# Fragnet search example

Source notebook: https://github.com/OpenRiskNet/notebooks/blob/master/DataCure/Fragnet/fragnet-search.ipynb

Example of using fragnet search to fetch related molecule using the Frgament Network on the OpenRiskNet infrastructure.
**NOTE:** Details are subject to change.

Fragnet Search is an API around data from the Fragment Network. The Fragment Network was conceived by Astex and is used in their
fragment based drug design processes. It is described in this publication: https://pubs.acs.org/doi/10.1021/acs.jmedchem.7b00809

Astex did not make the code available, and Anthony Bradley, while he was working at Diamond Light Source, reimplemented this in 
Python (see https://github.com/xchem/fragalysis). Informatics Matters have been working with Diamond to further develop this code
for use in Diamond's fragment screening program ([XChem](https://www.diamond.ac.uk/Instruments/Mx/Fragment-Screening.html) and 
are working on finding ohter uses for the powerful technology. One of these is the [Fragnet Search](https://fragnet.informaticsmatters.com/)
web application. More details can be found at: https://www.informaticsmatters.com/pages/fragment_network.html

The REST search API of Fragnet Search has been deployed to the OpenRiskNet reference site, allowing applications on the site to use this
API. The typical use is to expand a molecule using the fragment network and fetch a set of related molecules.
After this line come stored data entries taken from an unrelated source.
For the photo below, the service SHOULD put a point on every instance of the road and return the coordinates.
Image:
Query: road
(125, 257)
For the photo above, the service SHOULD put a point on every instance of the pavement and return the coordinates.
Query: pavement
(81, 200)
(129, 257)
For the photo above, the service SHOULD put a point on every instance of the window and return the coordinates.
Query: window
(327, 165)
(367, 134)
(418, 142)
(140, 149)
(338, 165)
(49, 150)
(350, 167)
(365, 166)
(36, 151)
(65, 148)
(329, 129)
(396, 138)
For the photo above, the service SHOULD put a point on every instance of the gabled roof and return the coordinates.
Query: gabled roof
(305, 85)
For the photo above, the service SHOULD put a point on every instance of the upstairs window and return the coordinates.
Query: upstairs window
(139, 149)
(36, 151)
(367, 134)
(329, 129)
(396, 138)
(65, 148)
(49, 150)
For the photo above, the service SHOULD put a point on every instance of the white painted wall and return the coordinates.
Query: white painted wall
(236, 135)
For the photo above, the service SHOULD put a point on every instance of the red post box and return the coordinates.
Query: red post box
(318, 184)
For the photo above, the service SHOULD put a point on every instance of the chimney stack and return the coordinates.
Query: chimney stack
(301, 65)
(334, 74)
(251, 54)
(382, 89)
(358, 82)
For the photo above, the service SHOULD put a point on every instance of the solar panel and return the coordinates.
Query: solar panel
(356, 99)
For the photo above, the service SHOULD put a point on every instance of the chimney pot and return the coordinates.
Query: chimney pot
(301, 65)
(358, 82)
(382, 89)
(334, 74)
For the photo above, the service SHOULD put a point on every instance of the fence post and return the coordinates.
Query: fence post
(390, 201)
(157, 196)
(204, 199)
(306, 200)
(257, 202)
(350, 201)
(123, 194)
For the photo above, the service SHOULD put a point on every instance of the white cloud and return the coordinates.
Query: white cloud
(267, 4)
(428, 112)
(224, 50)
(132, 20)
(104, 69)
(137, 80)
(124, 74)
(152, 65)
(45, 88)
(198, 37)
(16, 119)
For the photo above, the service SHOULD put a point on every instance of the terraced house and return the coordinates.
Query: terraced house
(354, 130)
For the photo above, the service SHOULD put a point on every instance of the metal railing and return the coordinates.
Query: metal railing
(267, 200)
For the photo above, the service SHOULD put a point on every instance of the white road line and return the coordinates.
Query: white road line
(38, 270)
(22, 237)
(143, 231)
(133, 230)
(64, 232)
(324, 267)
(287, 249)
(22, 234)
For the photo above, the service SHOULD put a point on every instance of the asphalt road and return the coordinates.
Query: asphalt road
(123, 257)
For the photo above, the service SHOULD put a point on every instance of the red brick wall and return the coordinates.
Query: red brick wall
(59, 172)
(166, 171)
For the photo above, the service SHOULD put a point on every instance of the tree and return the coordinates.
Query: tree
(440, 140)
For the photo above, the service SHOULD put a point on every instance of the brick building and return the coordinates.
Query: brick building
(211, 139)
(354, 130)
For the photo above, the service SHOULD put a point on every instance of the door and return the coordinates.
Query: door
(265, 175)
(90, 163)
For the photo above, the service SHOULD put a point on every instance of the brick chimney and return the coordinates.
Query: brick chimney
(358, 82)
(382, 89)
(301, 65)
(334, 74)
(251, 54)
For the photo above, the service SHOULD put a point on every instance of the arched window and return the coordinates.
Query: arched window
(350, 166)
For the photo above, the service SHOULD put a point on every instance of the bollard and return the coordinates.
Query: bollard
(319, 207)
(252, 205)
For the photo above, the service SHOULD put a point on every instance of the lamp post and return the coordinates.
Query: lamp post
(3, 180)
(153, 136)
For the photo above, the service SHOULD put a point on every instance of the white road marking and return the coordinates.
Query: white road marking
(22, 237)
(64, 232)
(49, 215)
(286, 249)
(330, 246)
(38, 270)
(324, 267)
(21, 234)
The key benefit of the fragment network over traditional chemical fingerprint based similarity searches are that the results are more 
'chemically intuitive', and this is especially true for small molecules such as fragments and building blocks.

In [7]:
import requests
import json
import urllib.parse

# requests_toolbelt module is used to handle the multipart responses.
# Need to `pip install requests-toolbelt` from a terminal to install. This might need doing each time the Notebook pod starts
try:
    from requests_toolbelt.multipart import decoder
except:
    %pip install requests_toolbelt
    from requests_toolbelt.multipart import decoder

In [8]:
# Define some URLs and params
base_url = 'http://fragnet-search.fragnet-search.svc:8080/fragnet-search/rest'
expansion_url = base_url + '/v2/search/expand/'
keycloak_url = 'https://sso.prod.openrisknet.org/auth/realms/openrisknet/protocol/openid-connect/token'

# set to False if self signed certificates are being used
tls_verify=True

In [9]:
# Test the PING service. Should give a 200 response and return 'OK'.
# If not then nothing else is going to work.
# This endpoint is not authenticated

url = base_url + '/ping'

print("Requesting GET " + url)
resp = requests.get(url, verify=tls_verify)
print('Response Code: ' + str(resp.status_code))
print(resp.text)

Requesting GET http://fragnet-search.fragnet-search.svc:8080/fragnet-search/rest/ping
Response Code: 200
OK


## Authentication

You need to fetch an access token from the OpenRiskNet SSO environment (Keycloak) and pass that token in with your requests to the fragnet search API.
Details of this may well change soon.
Contact tdudgeon@informaticsmatters.com for details about how to log in.

In [10]:
# Need to specify your Keycloak SSO username and password so that we can get a token

import getpass
username = input('Username')
password = getpass.getpass('Password')

Username user1
Password ···········


In [11]:
# Get token from Keycloak. This will have a finite lifetime.
# If your requests are getting a 401 error your token has probably expired.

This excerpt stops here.